O documento traz linhas que ainda hoje são válidas e ajudam a entender os impactos do Efeito Matilda para as cientistas. “Embora a educação científica das mulheres tenha sido grosseiramente negligenciada, algumas das invenções mais importantes do mundo são devidas a elas”.
“Privada como mulher do poder político, deve enfrentar o desprezo pelo seu sexo, o desprezo aberto e dissimulado da feminilidade, alusões de desprezo pelos seus poderes intelectuais, tudo isto tendendo a dificultar a expressão do seu gênio inventivo”, escreveu Gage no texto de 1883.
COMO O EFEITO MATILDA SE MANIFESTA NO SÉCULO 21
De acordo com a socióloga Maria Elina Estébanez, houve um avanço histórico em que as mulheres ganharam espaço na ciência. Por exemplo, nos últimos 150 anos, elas conseguiram entrar nas universidades para estudar carreiras científicas, além de se tornarem professoras para ensinar e fazer suas próprias investigações.
“Isto é um reconhecimento e um passo em frente, mas as formas como as contribuições reais das mulheres para a ciência são invisibilizadas, desconhecidas ou ignoradas ainda estão presentes”, admite a investigadora argentina, concordando com a física brasileira, que assegura: “Tal como o racismo, esta violência reinventa-se a si própria”.
O impacto pode ser visto na escassa presença de mulheres (e ainda mais mulheres negras) em posições de decisão, seja nos governos ou em lugares de maior poder no sistema científico, diz Estébanez, que conclui: embora haja progressos reais e que seguem ocorrendo, a movimentação rumo à equidade ainda é muito lenta.
A especialista ressalta que “ainda persistem na sociedade preconceitos e estereótipos os quais apontam para que certos cargos de decisão e de poder sejam melhor exercidos por homens porque as mulheres têm mais tempo para se dedicar aos cuidados e assuntos familiares, ou mesmo segue a ideia de que elas são menos competentes para exercer o poder”.
“Todos estes estereótipos culturais que persistem em muitas áreas da ciência e nos locais de pesquisa significam que o Efeito Matilda se expressa, atualmente, através da perda de visibilidade em espaços institucionais, no governo ou no exercício da autoridade”, sintetiza a socióloga.
A professora de física Zélia Ludwig conta que vive algumas dessas situações na carreira. Por exemplo, quando os projetos sobre os quais investiga e escreve são majoritariamente avaliados por homens. E quando seus colegas cientistas homens rejeitam suas ideias, tempos depois estas mesmas pessoas submetem projetos semelhantes para validação da comunidade científica.

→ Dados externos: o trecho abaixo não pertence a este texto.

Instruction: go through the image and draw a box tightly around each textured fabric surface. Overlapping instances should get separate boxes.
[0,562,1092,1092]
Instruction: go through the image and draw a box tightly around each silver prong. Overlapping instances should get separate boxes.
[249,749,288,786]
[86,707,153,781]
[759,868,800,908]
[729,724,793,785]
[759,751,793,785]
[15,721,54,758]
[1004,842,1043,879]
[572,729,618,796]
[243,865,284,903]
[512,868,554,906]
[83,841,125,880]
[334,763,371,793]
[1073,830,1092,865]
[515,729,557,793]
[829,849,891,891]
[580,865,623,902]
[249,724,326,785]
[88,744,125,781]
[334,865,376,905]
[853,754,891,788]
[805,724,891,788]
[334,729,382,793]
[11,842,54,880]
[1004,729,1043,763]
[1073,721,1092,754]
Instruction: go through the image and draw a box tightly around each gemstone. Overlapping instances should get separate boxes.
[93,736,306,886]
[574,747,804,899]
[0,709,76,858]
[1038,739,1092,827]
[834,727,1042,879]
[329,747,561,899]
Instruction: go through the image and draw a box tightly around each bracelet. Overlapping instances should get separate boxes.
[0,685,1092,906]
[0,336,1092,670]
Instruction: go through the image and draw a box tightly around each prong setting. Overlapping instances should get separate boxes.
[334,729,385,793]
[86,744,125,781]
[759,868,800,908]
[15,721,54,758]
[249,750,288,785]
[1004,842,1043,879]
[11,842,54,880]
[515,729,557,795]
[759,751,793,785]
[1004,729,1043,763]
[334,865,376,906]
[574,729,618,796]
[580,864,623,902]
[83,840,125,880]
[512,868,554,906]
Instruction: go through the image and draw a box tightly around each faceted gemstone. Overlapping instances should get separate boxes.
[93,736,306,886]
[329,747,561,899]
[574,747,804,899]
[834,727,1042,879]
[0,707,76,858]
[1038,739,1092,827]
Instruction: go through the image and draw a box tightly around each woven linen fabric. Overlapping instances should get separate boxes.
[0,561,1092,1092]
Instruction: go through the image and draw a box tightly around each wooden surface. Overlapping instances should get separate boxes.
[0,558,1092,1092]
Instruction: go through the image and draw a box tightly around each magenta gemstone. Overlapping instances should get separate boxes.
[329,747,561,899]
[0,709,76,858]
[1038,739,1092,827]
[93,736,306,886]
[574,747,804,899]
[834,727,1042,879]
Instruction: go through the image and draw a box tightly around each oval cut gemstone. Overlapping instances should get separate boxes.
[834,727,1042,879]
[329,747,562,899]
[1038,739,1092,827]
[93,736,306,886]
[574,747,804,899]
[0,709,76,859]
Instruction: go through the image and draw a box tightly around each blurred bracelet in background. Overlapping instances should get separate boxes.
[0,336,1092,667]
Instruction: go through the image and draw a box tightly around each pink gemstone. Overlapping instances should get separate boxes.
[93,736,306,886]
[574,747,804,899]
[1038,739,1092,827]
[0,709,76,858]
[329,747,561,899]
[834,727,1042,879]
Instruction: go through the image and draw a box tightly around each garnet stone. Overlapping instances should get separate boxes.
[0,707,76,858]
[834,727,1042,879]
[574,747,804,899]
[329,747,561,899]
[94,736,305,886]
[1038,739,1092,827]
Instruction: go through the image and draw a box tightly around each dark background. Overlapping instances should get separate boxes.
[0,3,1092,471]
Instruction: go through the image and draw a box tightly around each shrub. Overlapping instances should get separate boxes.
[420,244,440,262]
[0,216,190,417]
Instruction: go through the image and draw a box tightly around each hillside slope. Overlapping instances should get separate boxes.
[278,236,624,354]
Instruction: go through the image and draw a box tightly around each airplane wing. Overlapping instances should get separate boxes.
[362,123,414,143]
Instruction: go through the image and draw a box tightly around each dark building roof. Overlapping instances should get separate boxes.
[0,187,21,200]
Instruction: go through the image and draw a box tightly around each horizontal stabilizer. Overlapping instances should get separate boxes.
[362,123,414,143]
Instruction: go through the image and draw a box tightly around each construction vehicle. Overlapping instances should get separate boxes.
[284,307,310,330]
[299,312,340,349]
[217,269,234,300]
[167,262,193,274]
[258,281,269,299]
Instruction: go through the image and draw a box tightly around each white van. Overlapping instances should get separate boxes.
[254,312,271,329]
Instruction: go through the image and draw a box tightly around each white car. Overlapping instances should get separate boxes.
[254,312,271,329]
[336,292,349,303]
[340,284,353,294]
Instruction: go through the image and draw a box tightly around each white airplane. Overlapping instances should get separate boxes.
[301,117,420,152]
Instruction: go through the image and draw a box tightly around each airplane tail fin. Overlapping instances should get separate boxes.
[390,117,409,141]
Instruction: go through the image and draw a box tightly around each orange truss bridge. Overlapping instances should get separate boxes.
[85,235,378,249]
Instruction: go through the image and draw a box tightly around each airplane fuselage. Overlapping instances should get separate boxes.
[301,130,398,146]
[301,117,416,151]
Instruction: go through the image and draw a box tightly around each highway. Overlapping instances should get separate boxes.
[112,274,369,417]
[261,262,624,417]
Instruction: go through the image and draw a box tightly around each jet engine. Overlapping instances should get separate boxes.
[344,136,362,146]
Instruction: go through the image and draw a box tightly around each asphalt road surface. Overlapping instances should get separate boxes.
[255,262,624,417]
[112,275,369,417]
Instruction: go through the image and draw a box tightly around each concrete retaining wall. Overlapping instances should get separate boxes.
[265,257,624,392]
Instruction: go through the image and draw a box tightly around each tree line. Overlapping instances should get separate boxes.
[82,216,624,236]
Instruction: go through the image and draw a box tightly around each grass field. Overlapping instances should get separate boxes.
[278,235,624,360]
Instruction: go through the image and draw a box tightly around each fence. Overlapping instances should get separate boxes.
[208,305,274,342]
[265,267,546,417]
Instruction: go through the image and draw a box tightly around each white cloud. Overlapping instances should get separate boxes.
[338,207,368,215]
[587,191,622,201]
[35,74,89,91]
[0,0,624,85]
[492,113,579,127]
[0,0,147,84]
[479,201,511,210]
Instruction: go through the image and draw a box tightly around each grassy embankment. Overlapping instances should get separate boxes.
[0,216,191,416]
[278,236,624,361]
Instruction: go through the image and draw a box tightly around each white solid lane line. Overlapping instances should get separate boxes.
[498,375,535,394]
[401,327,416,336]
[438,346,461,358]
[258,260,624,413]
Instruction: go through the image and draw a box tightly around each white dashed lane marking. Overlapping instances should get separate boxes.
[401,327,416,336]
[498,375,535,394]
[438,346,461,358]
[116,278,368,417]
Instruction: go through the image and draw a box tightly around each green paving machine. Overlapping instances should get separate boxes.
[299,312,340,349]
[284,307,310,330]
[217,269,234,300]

“Isto é comum quando as mulheres têm ideias mais criativas, novas e – especialmente – quando existe a possibilidade de financiamento”, diz Zélia.
Embora a América Latina e o Caribe tenham atingido a paridade na proporção de cientistas dos gêneros masculino e feminino, as mulheres ainda estão sub-representadas em níveis mais elevados da carreira, e continuam a ser uma minoria em muitos campos da ciência, da tecnologia, da engenharia e da matemática em quase todos os países da região.
Os dados estão no Women in Science, Technology, Engineering and Mathematics in Latin America and the Caribbean(Mulheres em Ciência, Tecnologia, Engenharia e Matemática na América Latina e no Caribe, em tradução livre), documento publicado em 2020 pela ONU Mulheres.